On to the rest of the advice (which is probably worth what you paid for it):

  1. Start out by buying a JNCA-5 Planning Chart of the United States. Hell, they cost $4.75, buy a few of them. Plan a general route, but don't bother spending too much time picking out individual airports. Plans will change enroute! I spent hours picking out exactly the right route, even picking out Victor airways across the entire country... and when the trip actually happened, weather and equipment problems made my flight plan useless. Our very first stop -- Winslow, AZ -- was the only airport I had planned for in advance.

  2. On a similar note, don't make hotel reservations anywhere. We never had any problem getting on-the-spot hotel rooms at any airport, from the smallest to the largest. Reservations only serve to limit your options. This can be dangerous: If you're feeling tired or the weather is marginal, a far-away reservation causes get-there-itis, pressuring you to continue. Conversely, if the weather is wonderful and you're feeling great, a nearby reservation prevents you from exploiting good weather by flying for an extra hour or two.
  3. Based on your general plan, buy all the sectionals for your route. If you're IFR-capable (which I think you should be), also buy the IFR low-altitude enroute charts and books of approach plates for your planned route. I prefer the Jepp plate format, but bought the books of bound NACO plates. It was very convenient to have pre-bound books and easy to rip out the plates I needed. NACO plates also are much cheaper.
  4. Don't be stingy when buying charts: if you come close to a chart edge, buy the next chart too. The last thing you want is to be stuck without the right chart or approach plate when your plans change. Remember, your plans can change in the air, e.g., for a deviation around bad weather. I spent a total of about $200 on charts for this trip (JNCA + sectionals + IFR enroute charts + 12 books of NACO plates).
  5. It's useful to have an AOPA Airport Guide. It's one book that has information about every U.S. airport, including phone numbers for cabs, hotels and restaurants. In a pinch, just land at airports that are depicted on the sectional charts as having services (i.e., the 4 hatches drawn around the airport's magenta circle).
  6. Before each flight leg, spend some time with your JNCA-5 and sectional charts, a weather depiction of some kind, and your AOPA airport directory, and pick an airport that is about the right distance away based on how long you want to fly. Then call Flight Service for a briefing.
  7. Everyone has this advice but I'll say it anyway... avoid flying over the high deserts of Arizona and New Mexico in the middle of a summer afternoon. At best you'll get an exhaustingly bumpy ride; at worst you'll be surrounded by thunderstorms. Don't take off with full fuel; fly shorter legs instead.
  8. At high-density altitude airports, your groundspeed is much higher than normal for a given indicated airspeed. This is common advice, so I kept thinking, "I just watch the ASI, and fly the approach at normal indicated airspeeds". Well, that's fine for avoiding stalls or mushing, but what I forgot was that you need a much higher-than-normal descent rate on the VSI to achieve a normal descent angle at that groundspeed. I never came close to stalling, but often came in way too high. It's disconcerting to see a -1000fpm descent on final, but, when your groundspeed is 110 knots, that's what you need sometimes.
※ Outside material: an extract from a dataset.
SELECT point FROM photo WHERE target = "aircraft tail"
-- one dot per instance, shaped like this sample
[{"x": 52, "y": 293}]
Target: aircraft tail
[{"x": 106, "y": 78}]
  9. In an area of bad weather, call Flight Watch early and often. Even after you finish the conversation, continue monitoring the frequency. They may call you back with updates. Or, you may hear other pilots requesting information, or reporting on the current state of the weather as they see it.
Above all -- have fun! Remember, you're here for adventure, so adversity just gives you better stories to tell. If you want the flight to be short, hassle-free, and predictable, fly commercially! You'll even get free orange juice.